Zinbryta (daclizumab), the first once-monthly self-administered injection for multiple sclerosis (MS), has been approved by the US Food and Drug Administration.
The injection can be used in adults with relapsing forms of multiple sclerosis and will be co-marketed by Biogen and AbbVie. However, the FDA, which is responsible for evaluating the safety and efficacy of medicines in the United States, has recommended that the drug is prescribed only to patients who have had an “inadequate response to two or more MS drugs” because of serious safety concerns, including liver injury and immune conditions.
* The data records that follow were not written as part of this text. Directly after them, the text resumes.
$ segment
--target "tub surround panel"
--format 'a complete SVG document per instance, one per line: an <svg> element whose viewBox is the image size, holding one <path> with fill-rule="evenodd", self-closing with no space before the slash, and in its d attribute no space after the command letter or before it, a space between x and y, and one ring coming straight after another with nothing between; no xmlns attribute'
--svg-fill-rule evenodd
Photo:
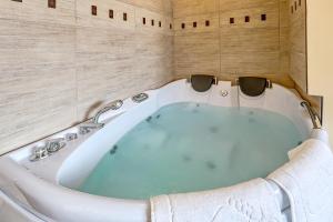
<svg viewBox="0 0 333 222"><path fill-rule="evenodd" d="M173 10L176 78L261 75L293 87L285 0L176 0Z"/></svg>
<svg viewBox="0 0 333 222"><path fill-rule="evenodd" d="M141 17L155 26L142 27ZM171 22L167 1L2 1L0 153L171 81Z"/></svg>

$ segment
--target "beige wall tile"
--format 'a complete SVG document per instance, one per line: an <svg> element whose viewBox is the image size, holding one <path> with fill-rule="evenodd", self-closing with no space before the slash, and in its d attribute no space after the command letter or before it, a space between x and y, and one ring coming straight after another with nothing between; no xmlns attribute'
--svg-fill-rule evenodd
<svg viewBox="0 0 333 222"><path fill-rule="evenodd" d="M44 0L29 0L0 6L0 153L85 120L104 102L172 80L170 2L58 0L57 9L49 9ZM143 28L142 16L157 20L155 26Z"/></svg>

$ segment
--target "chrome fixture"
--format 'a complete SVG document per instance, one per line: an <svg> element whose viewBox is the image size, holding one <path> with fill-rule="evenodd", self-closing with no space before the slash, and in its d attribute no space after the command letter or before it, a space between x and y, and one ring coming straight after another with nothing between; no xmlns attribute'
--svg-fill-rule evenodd
<svg viewBox="0 0 333 222"><path fill-rule="evenodd" d="M307 101L302 101L301 105L307 110L309 115L310 115L311 121L312 121L312 124L313 124L313 129L321 129L322 125L321 125L320 117L312 109L311 104Z"/></svg>
<svg viewBox="0 0 333 222"><path fill-rule="evenodd" d="M47 150L47 147L34 148L32 155L30 157L30 161L38 161L44 158L48 158L50 153Z"/></svg>
<svg viewBox="0 0 333 222"><path fill-rule="evenodd" d="M67 133L64 135L65 141L73 141L78 139L78 133Z"/></svg>
<svg viewBox="0 0 333 222"><path fill-rule="evenodd" d="M98 130L98 129L101 129L103 128L104 124L103 123L87 123L87 124L83 124L83 125L80 125L79 127L79 133L81 135L84 135L84 134L88 134L90 133L92 130Z"/></svg>
<svg viewBox="0 0 333 222"><path fill-rule="evenodd" d="M122 100L115 100L115 101L107 104L104 108L102 108L100 111L98 111L98 113L94 115L92 122L94 124L100 124L99 119L100 119L101 114L108 112L109 110L118 110L122 107L122 104L123 104Z"/></svg>
<svg viewBox="0 0 333 222"><path fill-rule="evenodd" d="M48 158L64 147L65 142L63 138L51 139L47 141L46 145L34 148L33 153L30 157L30 161L38 161Z"/></svg>
<svg viewBox="0 0 333 222"><path fill-rule="evenodd" d="M147 93L139 93L132 97L133 102L141 103L147 100L149 95Z"/></svg>
<svg viewBox="0 0 333 222"><path fill-rule="evenodd" d="M52 139L47 142L47 151L52 154L58 152L60 149L64 148L64 138Z"/></svg>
Because of these risks, the drug comes with a boxed warning – the FDA’s most serious warning label – and will be available only through prescribers, pharmacies and patients enrolled in the Zinbryta risk evaluation and mitigation strategy programme.
The boxed warning says daclizumab can cause severe liver injury, including life threatening and fatal events, so blood tests to monitor liver function should be performed prior to starting treatment with it, and then monthly before each dose, and for up to six months after the last dose.
The warning also highlights other important risks of treatment, including immune conditions, such as non-infectious colitis, skin reactions, and enlargement of lymph nodes. Additional risks that have been highlighted include hypersensitivity reactions, increased risk of infections, and symptoms of depression and/or suicidal ideation.
The efficacy of daclizumab was shown in two clinical trials. In the first, said to be the largest and longest head-to-head phase III trial ever conducted in MS, daclizumab significantly reduced the annualised relapse rate (ARR) by 45% compared to interferon beta-1a (Avonex) in 1,841 patients treated for up to 144 weeks. At the end of the study, 67% of patients taking daclizumab were relapse free compared to 51% of the patients taking interferon beta-1a. In the second trial, which involved 412 patients, the ARR was reduced by 54% in patients taking daclizumab compared to placebo.
The most common adverse drug reactions (ADRs) reported by patients receiving the drug in the head-to-head trial were cold symptoms, upper respiratory tract infection, dermatitis, throat pain and eczema, while ADRs reported in the second, placebo-controlled trial included depression, rash and increased levels of alanine aminotransferase.
Courtesy of Biogen
Although its precise mode of action is unknown, daclizumab is thought to work differently from other disease-modifying therapies by binding to CD25, a sub-unit of the interleukin-2 (IL-2) receptor found on activated lymphocytes, cells believed to underlie the biology of MS.
In April 2016, the European Medicines Agency’s Committee for Medicinal Products for Human Use recommended marketing authorisation be granted for daclizumab in the EU. That opinion has been referred to the European Commission for a final decision.
Sally Hughes, programme director of policy and external relations at the MS Society, said: “More than 100,000 people live with MS in the UK and it’s important they are able to access the right treatment for them at the right time. The National Institute for Health and Care Excellence (NICE) is currently appraising daclizumab for use on the NHS. As part of the MS Society’s ‘Treat Me Right’ campaign, we’ll be submitting evidence into this appraisal. We’re also monitoring further recommendations from the EMA on who may benefit from the treatment.”